Habre, 73, was president of Chad from 1982-1990, during which time he is alleged to have committed crimes against humanity and torture.

Overview
  • Habre, 73, was president of Chad from 1982-1990, during which time he is alleged to have committed crimes against humanity and torture.
  • Prosecutors are seeking a life sentence.
  • Habre went on trial last July in the Extraordinary African Chambers (CAE), a special tribunal set up in Dakar by the African Union under a deal with Senegal, the first time a country has prosecuted a former leader of another nation for rights abuses.

Prosecutors are seeking a life sentence.

Habre went on trial last July in the Extraordinary African Chambers (CAE), a special tribunal set up in Dakar by the African Union under a deal with Senegal, the first time a country has prosecuted a former leader of another nation for rights abuses.

Reed Brody, a lawyer for Human Rights Watch who has spent the last 15 years working with victims to bring Habre to justice, said the landmark case could encourage others to bring similar action.

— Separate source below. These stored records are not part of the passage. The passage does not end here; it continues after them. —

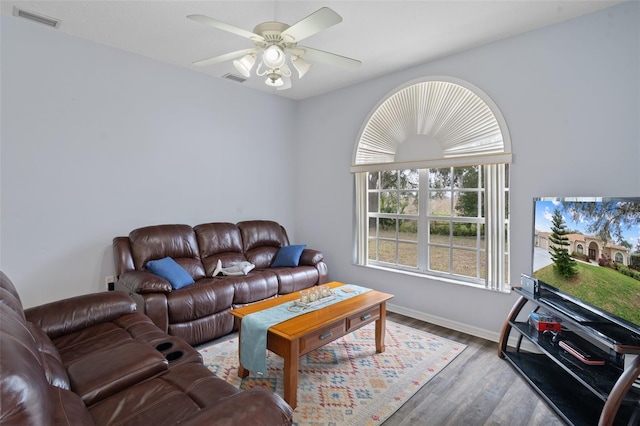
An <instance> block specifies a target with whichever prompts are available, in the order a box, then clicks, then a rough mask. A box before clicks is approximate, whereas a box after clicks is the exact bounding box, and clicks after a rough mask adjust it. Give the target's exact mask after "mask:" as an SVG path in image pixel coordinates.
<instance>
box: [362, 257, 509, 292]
mask: <svg viewBox="0 0 640 426" xmlns="http://www.w3.org/2000/svg"><path fill="white" fill-rule="evenodd" d="M352 265H353V266H358V267H361V268H367V269H376V270H379V271H385V272H391V273H394V274H402V275H407V276H411V277H415V278H422V279H428V280H433V281H439V282H443V283H447V284H455V285H461V286H465V287H472V288H476V289H480V290H487V291H491V292H492V293H500V294H511V286H510V285H507V287H508V289H505V290H494V289H490V288H487V287H485V286H484V285H483V284H477V283H472V282H469V281H463V280H456V279H454V278H446V277H442V276H439V275H428V274H423V273H420V272H412V271H407V270H403V269H395V268H388V267H385V266H381V265H360V264H357V263H353V264H352Z"/></svg>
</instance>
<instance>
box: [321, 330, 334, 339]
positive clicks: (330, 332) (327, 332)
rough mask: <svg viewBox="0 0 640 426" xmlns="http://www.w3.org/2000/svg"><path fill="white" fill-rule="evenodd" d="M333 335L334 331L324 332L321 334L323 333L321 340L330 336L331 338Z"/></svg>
mask: <svg viewBox="0 0 640 426" xmlns="http://www.w3.org/2000/svg"><path fill="white" fill-rule="evenodd" d="M331 336H333V333H332V332H330V331H328V332H326V333H324V334H321V335H320V340H325V339H328V338H329V337H331Z"/></svg>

“The trial of Hissene Habre shows that it is possible for victims, with tenacity and perseverance, to bring their dictator to court,” Reed told AFP on Sunday. “We hope that other survivors, other activists will be inspired by what Habre’s victims have been able to do.”

Often dressed in combat fatigues in line with his “desert fighter” nickname, Habre fled to Senegal after his 1990 ouster by Chad’s current President Idriss Deby.

Habre has declined to address the court, refusing to recognise its authority. Neither he nor his legal team will be in court for Monday’s hearing, they told AFP.

But his court-appointed lawyers will attend and are hoping for an acquittal. “We have developed our arguments sufficiently well to prove that Hissene Habre is innocent,” said Senegalese lawyer Mbeye Sene.

“If the law is correctly applied, we will go straight to an acquittal for Mr Habre,” added Sene.